After forty years of being King Nerd, I wonder where I fit in. After all, can anyone be more of a nerd than a comic shop operator?
Thing is, I don't remember the term "nerd" from when I was a kid (which was probably when I was at my nerdiest.) I remember my constant reading of books and my black framed glasses as marking me as different. I remember that I was always aware that I could be singled out for bullying. Each school year, I would spend the first few weeks trying not to fall into that category. Most of the time, I succeeded.
In hindsight, what was different about me was that I was a true loner. Usually, I had a "best" friend and probably a "backup" friend, but I was rarely part of a group outside of organized activities. My mother constantly encouraged me to join in organized groups, but really I was most happy just frittering about by myself or with a friend or two.
I spent a huge amount of time daydreaming. I think I always wanted to be a writer, and as I got older, owning a bookstore seemed like the best job a person could have.
The turning point into "nerd" probably happened when I read Lord of the Rings. Or rather, when I read LOTRs too many times to count. Followed by Robert E. Howard's Conan, and then any other fantasy I could find, and most science fiction I could find.
I finally wrote a book, Star Axe, which reflected my love of fantasy. I went to my first and last science fiction convention. From the moment I walked into that convention I realized that I was not like other nerds. These nerds tended to delight in joining with other nerds, while I wandered the hall alone.
When I bought the store, I had the same experience. It seemed to me that most nerds loved to mingle, whereas I could barely stand to be in the same room for too long. Nothing against nerds, just that I was a loner and it wore me out. I had to actually try to be as nerdy as my customers, though it wasn't hard. In other words, I sort of envied their ability to fit in. I still felt like the odd man out.

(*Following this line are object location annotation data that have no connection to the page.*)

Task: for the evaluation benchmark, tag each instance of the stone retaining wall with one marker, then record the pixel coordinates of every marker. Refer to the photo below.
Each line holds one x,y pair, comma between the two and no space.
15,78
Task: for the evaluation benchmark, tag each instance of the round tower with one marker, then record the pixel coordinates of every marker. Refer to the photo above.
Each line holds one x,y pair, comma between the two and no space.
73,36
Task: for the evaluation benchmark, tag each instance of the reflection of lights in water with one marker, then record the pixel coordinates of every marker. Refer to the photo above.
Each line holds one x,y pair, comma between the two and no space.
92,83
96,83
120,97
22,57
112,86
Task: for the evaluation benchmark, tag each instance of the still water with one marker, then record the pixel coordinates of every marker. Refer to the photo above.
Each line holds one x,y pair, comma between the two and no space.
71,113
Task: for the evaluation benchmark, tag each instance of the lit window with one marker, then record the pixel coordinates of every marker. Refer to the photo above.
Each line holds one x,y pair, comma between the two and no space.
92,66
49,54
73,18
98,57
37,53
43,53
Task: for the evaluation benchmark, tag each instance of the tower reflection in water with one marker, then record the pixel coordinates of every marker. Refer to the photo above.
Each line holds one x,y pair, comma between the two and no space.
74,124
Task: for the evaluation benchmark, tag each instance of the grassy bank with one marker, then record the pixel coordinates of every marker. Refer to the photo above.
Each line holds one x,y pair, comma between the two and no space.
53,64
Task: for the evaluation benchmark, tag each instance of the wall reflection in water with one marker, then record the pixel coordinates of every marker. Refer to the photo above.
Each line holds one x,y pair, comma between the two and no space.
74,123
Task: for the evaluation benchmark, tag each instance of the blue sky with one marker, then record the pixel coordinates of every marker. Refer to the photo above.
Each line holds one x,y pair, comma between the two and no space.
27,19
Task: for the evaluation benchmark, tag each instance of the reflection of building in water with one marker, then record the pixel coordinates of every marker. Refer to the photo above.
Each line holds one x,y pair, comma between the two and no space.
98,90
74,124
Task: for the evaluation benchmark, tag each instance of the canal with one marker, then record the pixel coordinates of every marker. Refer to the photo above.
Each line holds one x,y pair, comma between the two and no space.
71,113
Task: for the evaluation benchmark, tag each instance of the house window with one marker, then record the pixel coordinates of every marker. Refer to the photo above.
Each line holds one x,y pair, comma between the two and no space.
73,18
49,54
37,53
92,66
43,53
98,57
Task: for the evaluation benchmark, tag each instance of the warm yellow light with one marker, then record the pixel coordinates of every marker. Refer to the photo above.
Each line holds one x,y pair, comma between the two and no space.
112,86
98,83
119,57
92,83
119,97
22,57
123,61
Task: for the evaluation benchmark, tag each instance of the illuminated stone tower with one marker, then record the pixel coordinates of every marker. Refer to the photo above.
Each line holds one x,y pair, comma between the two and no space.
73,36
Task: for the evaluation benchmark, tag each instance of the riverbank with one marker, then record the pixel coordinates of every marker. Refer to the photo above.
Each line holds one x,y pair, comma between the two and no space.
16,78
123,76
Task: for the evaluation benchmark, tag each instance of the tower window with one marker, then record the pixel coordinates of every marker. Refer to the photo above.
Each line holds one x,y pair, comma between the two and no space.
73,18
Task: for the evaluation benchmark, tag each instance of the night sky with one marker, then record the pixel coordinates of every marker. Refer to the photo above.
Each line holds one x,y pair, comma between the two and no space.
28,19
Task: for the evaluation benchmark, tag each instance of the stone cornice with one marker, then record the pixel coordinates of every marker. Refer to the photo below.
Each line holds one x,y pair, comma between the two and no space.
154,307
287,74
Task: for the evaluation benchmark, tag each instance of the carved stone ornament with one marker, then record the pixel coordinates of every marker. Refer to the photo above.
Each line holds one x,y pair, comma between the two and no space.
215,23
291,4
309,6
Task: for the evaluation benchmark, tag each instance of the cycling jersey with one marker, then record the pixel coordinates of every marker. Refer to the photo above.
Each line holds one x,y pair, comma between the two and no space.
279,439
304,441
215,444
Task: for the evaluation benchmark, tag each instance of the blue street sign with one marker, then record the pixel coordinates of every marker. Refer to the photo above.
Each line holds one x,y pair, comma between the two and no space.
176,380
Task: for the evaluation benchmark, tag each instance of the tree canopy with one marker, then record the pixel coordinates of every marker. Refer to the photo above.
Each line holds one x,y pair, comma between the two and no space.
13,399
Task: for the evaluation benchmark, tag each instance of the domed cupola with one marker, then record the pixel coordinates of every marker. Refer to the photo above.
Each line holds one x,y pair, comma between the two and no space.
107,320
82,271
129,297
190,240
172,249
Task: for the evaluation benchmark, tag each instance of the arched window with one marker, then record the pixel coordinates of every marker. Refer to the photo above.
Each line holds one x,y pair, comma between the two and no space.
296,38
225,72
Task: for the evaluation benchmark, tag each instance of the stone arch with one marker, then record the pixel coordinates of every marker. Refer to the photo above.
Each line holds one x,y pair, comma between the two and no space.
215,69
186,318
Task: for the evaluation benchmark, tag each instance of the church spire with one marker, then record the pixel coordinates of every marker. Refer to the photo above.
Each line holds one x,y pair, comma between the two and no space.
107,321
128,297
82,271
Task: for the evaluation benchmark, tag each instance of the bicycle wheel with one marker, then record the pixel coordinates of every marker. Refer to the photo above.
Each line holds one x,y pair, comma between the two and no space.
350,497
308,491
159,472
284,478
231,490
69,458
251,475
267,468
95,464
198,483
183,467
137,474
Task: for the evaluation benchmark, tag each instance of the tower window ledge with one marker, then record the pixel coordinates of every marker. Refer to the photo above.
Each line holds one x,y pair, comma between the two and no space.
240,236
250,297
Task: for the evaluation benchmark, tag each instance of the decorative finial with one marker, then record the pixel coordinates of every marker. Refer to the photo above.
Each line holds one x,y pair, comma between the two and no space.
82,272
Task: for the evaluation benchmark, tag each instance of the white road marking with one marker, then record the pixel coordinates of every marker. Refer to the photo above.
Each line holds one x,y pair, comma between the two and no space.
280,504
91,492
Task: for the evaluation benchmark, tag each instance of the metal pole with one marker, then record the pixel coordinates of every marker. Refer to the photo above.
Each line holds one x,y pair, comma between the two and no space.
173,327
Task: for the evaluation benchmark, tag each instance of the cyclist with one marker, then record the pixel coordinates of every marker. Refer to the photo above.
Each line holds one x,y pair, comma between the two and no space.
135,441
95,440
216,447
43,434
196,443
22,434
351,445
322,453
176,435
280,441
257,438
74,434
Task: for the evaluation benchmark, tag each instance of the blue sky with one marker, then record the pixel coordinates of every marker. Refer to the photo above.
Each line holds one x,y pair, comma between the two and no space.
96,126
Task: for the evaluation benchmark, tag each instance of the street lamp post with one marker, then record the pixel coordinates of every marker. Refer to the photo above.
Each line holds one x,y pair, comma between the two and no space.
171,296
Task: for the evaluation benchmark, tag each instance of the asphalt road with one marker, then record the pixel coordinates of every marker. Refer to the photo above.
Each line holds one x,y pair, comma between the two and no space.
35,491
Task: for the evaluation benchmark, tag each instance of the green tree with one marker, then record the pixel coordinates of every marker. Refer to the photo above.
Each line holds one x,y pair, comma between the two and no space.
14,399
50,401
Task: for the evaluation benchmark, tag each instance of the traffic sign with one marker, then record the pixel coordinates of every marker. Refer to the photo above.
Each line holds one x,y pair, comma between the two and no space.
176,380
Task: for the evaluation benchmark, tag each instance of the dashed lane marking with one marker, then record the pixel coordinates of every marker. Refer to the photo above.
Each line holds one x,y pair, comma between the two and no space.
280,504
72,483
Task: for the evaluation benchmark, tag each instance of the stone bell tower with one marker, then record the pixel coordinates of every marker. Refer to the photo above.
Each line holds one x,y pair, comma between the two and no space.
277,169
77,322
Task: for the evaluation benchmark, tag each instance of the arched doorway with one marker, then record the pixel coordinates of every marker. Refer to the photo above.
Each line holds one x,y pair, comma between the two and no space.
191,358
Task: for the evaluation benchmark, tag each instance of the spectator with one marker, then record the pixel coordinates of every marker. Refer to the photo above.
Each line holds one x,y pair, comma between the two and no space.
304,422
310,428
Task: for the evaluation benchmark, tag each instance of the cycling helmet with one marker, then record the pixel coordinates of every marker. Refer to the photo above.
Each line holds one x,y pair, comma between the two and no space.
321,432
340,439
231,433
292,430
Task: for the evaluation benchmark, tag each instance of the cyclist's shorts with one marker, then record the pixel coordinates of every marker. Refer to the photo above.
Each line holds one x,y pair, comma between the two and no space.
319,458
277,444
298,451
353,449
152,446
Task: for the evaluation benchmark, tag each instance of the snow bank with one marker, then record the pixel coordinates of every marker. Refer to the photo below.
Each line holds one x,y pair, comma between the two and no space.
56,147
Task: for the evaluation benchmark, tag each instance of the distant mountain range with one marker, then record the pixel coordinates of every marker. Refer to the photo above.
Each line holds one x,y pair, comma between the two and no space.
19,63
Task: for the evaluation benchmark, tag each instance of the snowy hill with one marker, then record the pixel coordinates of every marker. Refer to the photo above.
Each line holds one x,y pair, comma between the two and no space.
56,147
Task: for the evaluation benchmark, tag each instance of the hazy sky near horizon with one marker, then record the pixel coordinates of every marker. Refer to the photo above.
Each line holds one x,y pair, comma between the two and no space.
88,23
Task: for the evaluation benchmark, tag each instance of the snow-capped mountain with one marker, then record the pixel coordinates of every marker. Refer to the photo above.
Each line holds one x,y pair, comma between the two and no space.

I also started to notice that while I loved nerd material, my actual interests seemed to be all over the place. This has remained true to this day. Currently, I'm reading Camera Man, by Dana Stevens, a book about Buster Keaton and his milieu. What possible good does it do me to read about Buster Keaton? No reason. I just wanted to. I am always reading a mix of things, fiction, non-fiction, nerdy or otherwise
My appetite for fantasy waned, and I started reading more mystery books. But then, I always read a lot of mystery books...and everything else. Whereas most nerds seemed find a single subject most interesting, and don't stray far away.
To me, a nerd is someone who has odd interests, gets totally into those odd interests for a time without regard to whether anyone else is doing so.
Maybe I'm a nerd among nerds, I don't know.
I'm constantly asked at the store, "How do you keep up?"
"What makes you think I keep up?"
They think I'm joking, but as time as gone on and nerd culture has more or less conquered the world, I've fallen steadily behind.
Then again, my inclinations haven't changed. I'm still a nerd among nerds.